There have been hundreds (probably thousands, when I really think about it) of cases where a husband, or a wife, but not both has filed bankruptcy. While it makes sense in a case where both spouses have a lot of joint debt, it is certainly never a requirement that both of them file. In fact, there are some situations in which it makes no sense for both husband and wife to do it.
For example, if the debt that’s causing you to struggle is your own debt (and not joint, marital debt), it might be easier on your marriage if you file solo.
It’s usually best if the spouse doesn’t file if they have to do something like take out a loan in the near future. This is sometimes a useful strategy to help the couple rebuild credit even before the case is completed.
Another good example is when the couple owns property they purchased together in the marriage and there is a lot of equity.

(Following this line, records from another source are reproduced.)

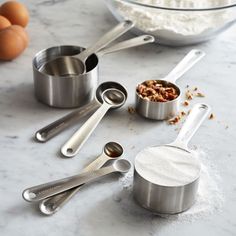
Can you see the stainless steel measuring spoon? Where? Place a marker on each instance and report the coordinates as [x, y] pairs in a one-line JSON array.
[[112, 98], [65, 65], [111, 151], [44, 191], [165, 110], [51, 130], [174, 190], [73, 90]]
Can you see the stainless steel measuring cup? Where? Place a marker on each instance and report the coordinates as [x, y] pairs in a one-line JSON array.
[[166, 177], [64, 65], [165, 110], [44, 191], [51, 205], [112, 99], [73, 91], [61, 124]]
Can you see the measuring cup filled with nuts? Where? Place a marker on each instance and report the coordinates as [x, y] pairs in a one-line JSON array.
[[160, 99]]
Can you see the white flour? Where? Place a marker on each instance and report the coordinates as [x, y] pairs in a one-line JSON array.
[[175, 24], [167, 166], [209, 198]]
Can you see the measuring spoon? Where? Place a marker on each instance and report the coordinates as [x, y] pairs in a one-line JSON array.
[[49, 206], [53, 67], [56, 127], [112, 98], [44, 191]]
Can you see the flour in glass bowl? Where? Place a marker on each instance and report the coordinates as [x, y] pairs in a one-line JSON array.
[[175, 25]]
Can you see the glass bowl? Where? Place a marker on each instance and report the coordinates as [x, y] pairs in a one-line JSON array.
[[176, 22]]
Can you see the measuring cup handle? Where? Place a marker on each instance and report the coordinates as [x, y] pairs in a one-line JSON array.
[[195, 118], [134, 42], [61, 124], [185, 64], [73, 145], [110, 36]]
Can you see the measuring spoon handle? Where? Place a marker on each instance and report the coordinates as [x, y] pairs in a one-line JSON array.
[[53, 204], [73, 145], [110, 36], [195, 118], [134, 42], [56, 127], [49, 189], [185, 64]]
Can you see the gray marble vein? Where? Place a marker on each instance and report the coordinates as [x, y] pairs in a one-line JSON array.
[[107, 207]]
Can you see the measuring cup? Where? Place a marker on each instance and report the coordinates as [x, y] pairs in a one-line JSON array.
[[112, 98], [44, 191], [166, 177], [61, 124], [62, 66], [165, 110], [73, 91], [111, 151]]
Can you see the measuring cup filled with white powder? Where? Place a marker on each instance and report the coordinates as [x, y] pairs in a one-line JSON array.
[[166, 177]]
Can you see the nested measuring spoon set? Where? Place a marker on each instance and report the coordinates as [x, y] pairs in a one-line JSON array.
[[67, 77]]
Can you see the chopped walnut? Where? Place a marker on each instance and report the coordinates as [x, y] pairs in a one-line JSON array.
[[153, 90], [174, 120], [186, 103], [212, 116], [200, 95], [131, 110], [189, 95]]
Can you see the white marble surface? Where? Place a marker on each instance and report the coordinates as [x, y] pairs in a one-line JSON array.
[[106, 207]]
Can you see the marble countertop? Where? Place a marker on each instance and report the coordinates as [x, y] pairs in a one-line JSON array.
[[107, 207]]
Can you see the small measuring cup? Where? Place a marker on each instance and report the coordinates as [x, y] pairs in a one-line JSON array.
[[111, 151], [51, 130], [173, 190], [63, 66], [112, 99], [166, 110], [50, 189], [73, 91]]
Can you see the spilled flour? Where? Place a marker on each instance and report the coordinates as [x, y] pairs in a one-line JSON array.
[[209, 198]]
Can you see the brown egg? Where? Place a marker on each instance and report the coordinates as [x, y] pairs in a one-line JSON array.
[[21, 31], [12, 43], [4, 22], [15, 12]]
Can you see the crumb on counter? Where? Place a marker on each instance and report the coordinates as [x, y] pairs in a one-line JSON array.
[[189, 95], [131, 110], [212, 116], [200, 95], [186, 103]]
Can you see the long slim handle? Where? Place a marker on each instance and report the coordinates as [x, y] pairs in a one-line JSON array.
[[73, 145], [134, 42], [197, 115], [185, 64], [49, 189], [61, 124], [53, 204], [110, 36]]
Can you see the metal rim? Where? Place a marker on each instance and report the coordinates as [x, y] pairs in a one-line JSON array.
[[41, 52], [181, 9]]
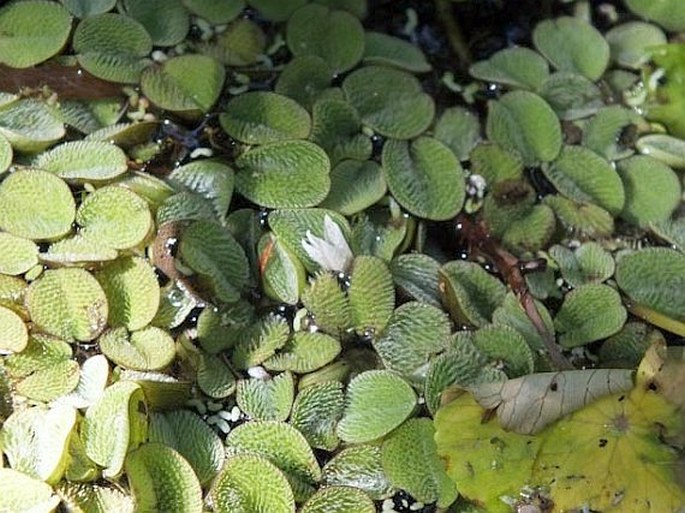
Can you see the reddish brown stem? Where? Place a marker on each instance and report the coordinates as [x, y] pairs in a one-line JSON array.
[[479, 239], [69, 82]]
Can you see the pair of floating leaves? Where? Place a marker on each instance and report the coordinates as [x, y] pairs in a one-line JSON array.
[[285, 174]]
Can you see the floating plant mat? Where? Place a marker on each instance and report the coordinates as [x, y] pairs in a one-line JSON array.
[[272, 256]]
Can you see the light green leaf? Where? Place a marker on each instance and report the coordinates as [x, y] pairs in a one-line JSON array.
[[112, 46], [572, 44], [415, 332], [653, 190], [425, 177], [117, 422], [13, 334], [630, 43], [355, 186], [114, 217], [162, 480], [459, 130], [269, 399], [589, 263], [654, 278], [211, 179], [84, 161], [187, 83], [524, 122], [590, 312], [304, 78], [188, 434], [582, 175], [217, 258], [251, 483], [335, 36], [359, 466], [32, 32], [519, 67], [17, 255], [316, 411], [413, 442], [470, 292], [338, 500], [36, 205], [377, 402], [35, 441], [336, 127], [665, 148], [388, 50], [371, 295], [305, 352], [286, 174], [260, 117], [389, 101], [282, 445], [68, 303], [132, 292]]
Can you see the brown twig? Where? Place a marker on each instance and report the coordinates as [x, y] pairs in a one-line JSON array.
[[510, 267]]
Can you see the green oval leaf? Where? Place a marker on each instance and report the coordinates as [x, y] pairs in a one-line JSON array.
[[582, 175], [472, 295], [335, 36], [654, 278], [112, 46], [425, 177], [162, 480], [260, 117], [390, 101], [524, 122], [338, 500], [287, 174], [187, 83], [653, 190], [115, 423], [359, 466], [36, 205], [23, 494], [519, 67], [32, 32], [316, 411], [415, 332], [68, 303], [114, 217], [249, 482], [217, 258], [590, 312], [572, 44], [269, 399], [132, 292], [17, 255], [188, 434], [377, 402], [413, 442]]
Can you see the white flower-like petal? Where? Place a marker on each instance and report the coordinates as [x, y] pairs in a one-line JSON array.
[[332, 252]]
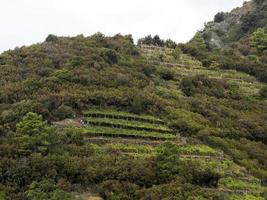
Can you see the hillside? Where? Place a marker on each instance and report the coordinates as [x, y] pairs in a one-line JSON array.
[[98, 117], [235, 40]]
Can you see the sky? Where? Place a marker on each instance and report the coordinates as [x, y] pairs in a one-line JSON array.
[[25, 22]]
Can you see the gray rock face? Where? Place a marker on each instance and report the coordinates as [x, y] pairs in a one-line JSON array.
[[216, 34]]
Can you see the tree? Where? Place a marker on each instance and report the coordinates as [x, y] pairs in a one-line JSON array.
[[177, 53], [51, 38], [32, 133], [219, 17], [167, 161], [263, 92], [259, 40], [46, 190], [170, 44], [199, 41], [64, 112], [157, 41]]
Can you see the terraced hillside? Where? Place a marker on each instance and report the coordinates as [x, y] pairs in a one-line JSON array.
[[186, 66], [137, 137], [125, 125], [98, 117]]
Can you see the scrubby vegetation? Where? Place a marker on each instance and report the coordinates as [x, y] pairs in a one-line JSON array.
[[100, 116]]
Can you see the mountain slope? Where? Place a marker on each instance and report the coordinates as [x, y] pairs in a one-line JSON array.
[[110, 107]]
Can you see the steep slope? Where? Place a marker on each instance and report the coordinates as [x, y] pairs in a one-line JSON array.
[[127, 122], [233, 26]]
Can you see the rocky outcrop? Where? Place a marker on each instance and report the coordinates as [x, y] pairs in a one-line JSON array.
[[217, 34]]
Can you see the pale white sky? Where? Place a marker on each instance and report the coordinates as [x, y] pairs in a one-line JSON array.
[[24, 22]]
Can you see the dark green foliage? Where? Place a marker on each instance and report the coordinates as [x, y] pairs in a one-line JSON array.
[[63, 112], [170, 44], [116, 190], [157, 41], [167, 161], [219, 17], [203, 85], [51, 38], [62, 78], [46, 190], [263, 92], [167, 74]]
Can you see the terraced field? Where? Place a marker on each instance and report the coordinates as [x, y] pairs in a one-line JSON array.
[[125, 125], [187, 66], [137, 136]]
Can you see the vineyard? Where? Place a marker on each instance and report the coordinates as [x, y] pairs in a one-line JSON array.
[[137, 137]]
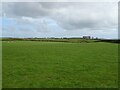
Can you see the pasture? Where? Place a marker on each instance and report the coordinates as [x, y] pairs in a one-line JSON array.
[[33, 64]]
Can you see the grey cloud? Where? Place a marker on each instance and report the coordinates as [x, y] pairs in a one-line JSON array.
[[69, 16]]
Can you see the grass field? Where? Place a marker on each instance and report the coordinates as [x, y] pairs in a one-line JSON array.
[[30, 64]]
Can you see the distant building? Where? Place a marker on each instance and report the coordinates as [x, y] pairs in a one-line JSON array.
[[86, 37]]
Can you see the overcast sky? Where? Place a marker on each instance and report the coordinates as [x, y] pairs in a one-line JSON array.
[[59, 19]]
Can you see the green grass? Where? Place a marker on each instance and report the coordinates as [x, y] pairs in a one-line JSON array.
[[29, 64]]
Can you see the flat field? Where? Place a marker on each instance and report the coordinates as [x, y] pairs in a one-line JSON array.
[[33, 64]]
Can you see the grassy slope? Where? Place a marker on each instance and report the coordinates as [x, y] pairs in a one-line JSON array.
[[50, 64]]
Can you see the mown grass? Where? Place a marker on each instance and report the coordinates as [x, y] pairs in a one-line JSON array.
[[29, 64]]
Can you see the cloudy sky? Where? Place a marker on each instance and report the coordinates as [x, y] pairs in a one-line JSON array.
[[59, 19]]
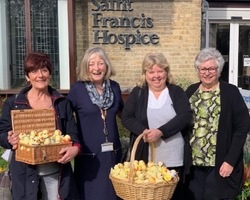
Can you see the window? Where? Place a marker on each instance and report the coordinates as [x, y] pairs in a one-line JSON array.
[[41, 33]]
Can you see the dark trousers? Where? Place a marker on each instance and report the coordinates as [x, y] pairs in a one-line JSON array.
[[202, 184]]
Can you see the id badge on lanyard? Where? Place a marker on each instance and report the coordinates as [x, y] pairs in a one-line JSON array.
[[106, 146]]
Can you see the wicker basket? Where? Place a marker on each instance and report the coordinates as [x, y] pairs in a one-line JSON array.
[[128, 190], [24, 121]]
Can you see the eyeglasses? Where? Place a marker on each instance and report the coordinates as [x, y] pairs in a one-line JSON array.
[[210, 70]]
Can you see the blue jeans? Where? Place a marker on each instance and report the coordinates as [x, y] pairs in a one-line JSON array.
[[49, 186]]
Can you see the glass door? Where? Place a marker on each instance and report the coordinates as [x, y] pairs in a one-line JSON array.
[[244, 56]]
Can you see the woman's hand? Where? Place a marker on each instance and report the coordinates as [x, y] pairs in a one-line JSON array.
[[68, 153], [152, 135], [13, 139]]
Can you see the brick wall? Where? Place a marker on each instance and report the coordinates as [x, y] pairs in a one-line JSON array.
[[176, 22]]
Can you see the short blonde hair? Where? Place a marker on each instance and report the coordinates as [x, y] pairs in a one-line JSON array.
[[82, 69], [149, 61]]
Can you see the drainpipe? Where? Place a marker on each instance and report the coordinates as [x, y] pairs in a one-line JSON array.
[[205, 24]]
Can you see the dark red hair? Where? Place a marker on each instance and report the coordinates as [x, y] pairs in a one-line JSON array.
[[35, 61]]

If they file together, they could potentially lose that property to creditors, but if the debt is not joint, one spouse can file and be able to protect the property from creditors in its entirety
Finally, there are some situations where it would be better for a person to wait a few months before filing bankruptcy. If that’s the case, then it may make sense for the spouses to file separately—one now, and the other to wait.
Bankruptcy is a big decision, and it’s always one that you will want to discuss with your spouse, whether or not you plan to file with them. If you do end up deciding to file separately, it’s still important to consider any joint debts. If you file bankruptcy, your creditors can’t come after you. But if there are two names listed on the debt, and one of them files for bankruptcy protection while the other doesn’t…. who do you think is going to start receiving a lot of phone calls?
Filing for bankruptcy is a big step, and deciding whether or not to file with your spouse is one of the many complicated questions it brings up. The best kind of bankruptcy attorney will get in-depth with you and go over all of this information to help you make your decision.